A l’encontre d’Yssoufou, il réclame une condamnation de six mois dont trois avec sursis et six mois d’interdiction de séjour à Beaumont (seule la première sanction sera retenue). A propos de Bagui, il fait observer qu’ « il est énervé depuis très longtemps, bien avant le 19 juillet 2016 (date du décès de son frère Adama), c’est lui qui s’acharne sur la société, ce n’est pas la société qui s’acharne sur lui. Déjà douze condamnations, on est dans du lourd. Mais c’est un bon garçon qui doit faire face à l’arbitraire de la Gendarmerie et de la Mairie de Beaumont, certainement victime de douze erreur judiciaires », ironise-t-il avant de requérir « dix mois d’emprisonnement et une interdiction de séjour de trois ans à Beaumont. » On entend des « oh ! » de stupéfaction chez les soutiens des deux frères. Les parties civiles quittent la salle. Dans une menace à peine voilée, un jeune homme parmi l’assistance lâche à leur adresse : « A demain ».

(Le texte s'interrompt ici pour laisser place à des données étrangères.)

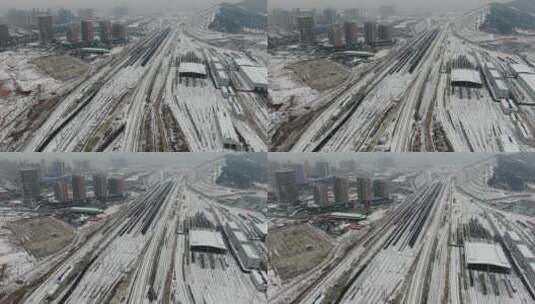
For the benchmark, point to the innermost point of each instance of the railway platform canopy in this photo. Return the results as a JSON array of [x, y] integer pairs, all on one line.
[[207, 241], [466, 78], [485, 256]]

La parole est à la défense. Mes Yassine Bouzrou et Noémie Sadi-Cottier, deux jeunes avocats brillants, s’y mettent tour à tour. Le premier ne mâche pas ses mots : « Une enquête de très mauvaise qualité, à charge », dénonce-t-il. Ses accusations vont crescendo : « Une enquête bidon, minable, pourrie… » Il ajoute, en appuyant sur les conditions de la mort suspecte d’Adama, cet été. « On n’a pas confiance en vous (le Parquet), c’est vrai ». Il déplore qu’on n’ait pas interrogé des témoins à décharge. « Le parquet aurait parfaitement pu entendre Jean-Michel Aparicio, élu de l’opposition et policier de profession, qui a critiqué l’usage de la bombe lacrymogène ». Sa consoeur prend le relais : « Des gendarmes ont subi des menaces, des insultes, c’est vrai, les vidéos le montrent, mais c’est ni lui, ni lui, dit-elle en désignant les deux frères. Bagui est victime d’une erreur judiciaire, il s’est fait gazer et il est enfermé à Osny. On a des personnes assermentées (les deux gendarmes et les six policiers municipaux) qui peuvent avoir menti comme ces deux-là peuvent avoir menti ».

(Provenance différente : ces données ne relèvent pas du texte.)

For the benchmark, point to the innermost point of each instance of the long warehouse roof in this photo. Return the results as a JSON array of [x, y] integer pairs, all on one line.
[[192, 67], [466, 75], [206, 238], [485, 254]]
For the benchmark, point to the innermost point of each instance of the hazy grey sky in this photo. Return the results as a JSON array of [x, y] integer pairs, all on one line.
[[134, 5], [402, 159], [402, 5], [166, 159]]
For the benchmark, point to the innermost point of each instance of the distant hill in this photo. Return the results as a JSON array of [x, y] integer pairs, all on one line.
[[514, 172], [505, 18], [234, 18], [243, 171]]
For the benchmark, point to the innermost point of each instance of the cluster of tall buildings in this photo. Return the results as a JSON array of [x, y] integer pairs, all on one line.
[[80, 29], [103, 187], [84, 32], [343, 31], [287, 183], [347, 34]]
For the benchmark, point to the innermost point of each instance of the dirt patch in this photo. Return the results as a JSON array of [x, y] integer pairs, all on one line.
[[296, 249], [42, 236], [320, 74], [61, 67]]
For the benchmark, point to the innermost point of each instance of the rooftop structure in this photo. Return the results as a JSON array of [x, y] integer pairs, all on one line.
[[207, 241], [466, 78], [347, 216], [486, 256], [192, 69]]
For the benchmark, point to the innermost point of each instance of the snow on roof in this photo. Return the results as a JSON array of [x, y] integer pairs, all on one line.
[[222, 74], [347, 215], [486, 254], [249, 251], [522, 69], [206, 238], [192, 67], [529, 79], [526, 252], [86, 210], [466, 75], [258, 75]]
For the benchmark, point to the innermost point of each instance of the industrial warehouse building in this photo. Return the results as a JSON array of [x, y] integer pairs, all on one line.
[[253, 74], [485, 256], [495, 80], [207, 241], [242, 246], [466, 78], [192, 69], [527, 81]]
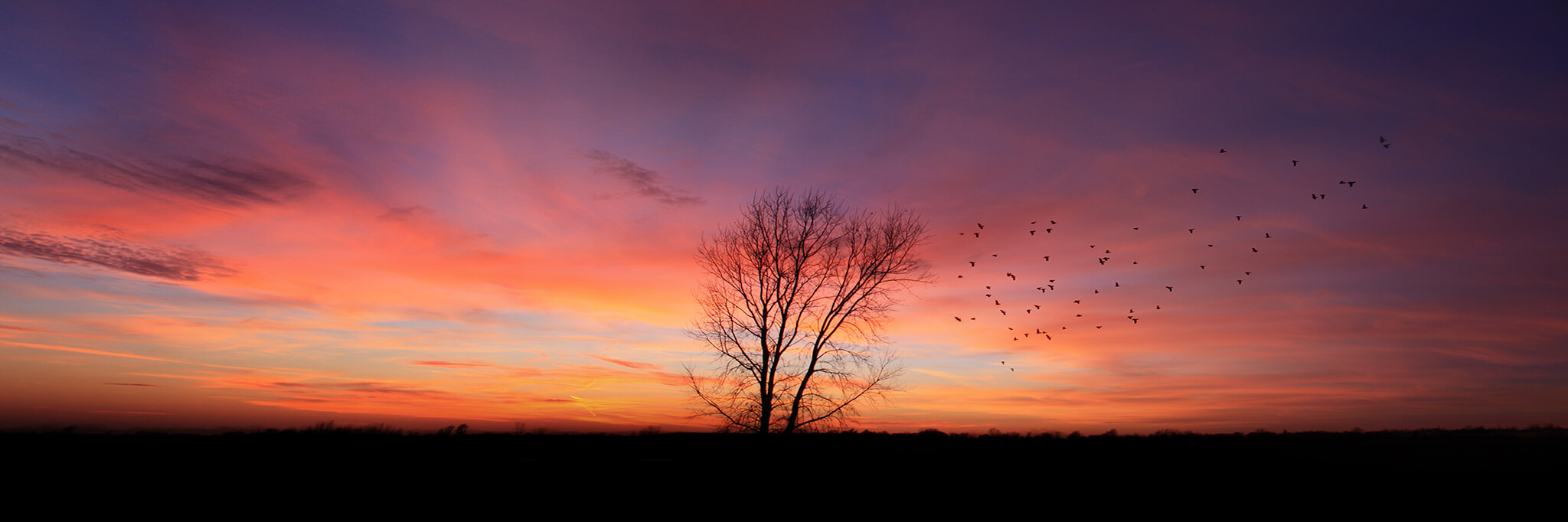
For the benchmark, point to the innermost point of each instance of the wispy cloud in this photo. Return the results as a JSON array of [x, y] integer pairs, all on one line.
[[642, 179], [226, 182], [152, 260]]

Il est 0 h 17, la présidente rend enfin la décision du Tribunal. D’abord pour Yssoufou Traoré qui écope de trois mois de prison ferme mais n’y retournera pas car la peine est aménageable en travaux d’intérêt général. Cette nuit-là, il sera de retour chez lui, à Boyenval. Sa famille et ses amis sont soulagés. Son frère retrouve le sourire. Il le perd rapidement à l’écoute de sa condamnation : huit mois de prison, deux ans d’interdiction de séjourner à Beaumont et plus de 7 000 € en règlement du préjudice subi par les représentants des forces de l’ordre. « Comment je vais payer, je suis en prison ? » s’étrangle-t-il. « T’inquiète pas, on paiera l’amende ! » lui lance un proche. Les siens sont sonnés par le verdict mais la sortie s’effectue dans le calme. « Une honte pour la justice du Val-d’Oise », critique sa sœur Assa, face aux caméras rallumées.

 

Des gendarmes dans le hall de l’Hôtel de Ville, le 17 novembre dernier. A l’extérieur, des incidents viennent d’éclater (photo J.-L. G.).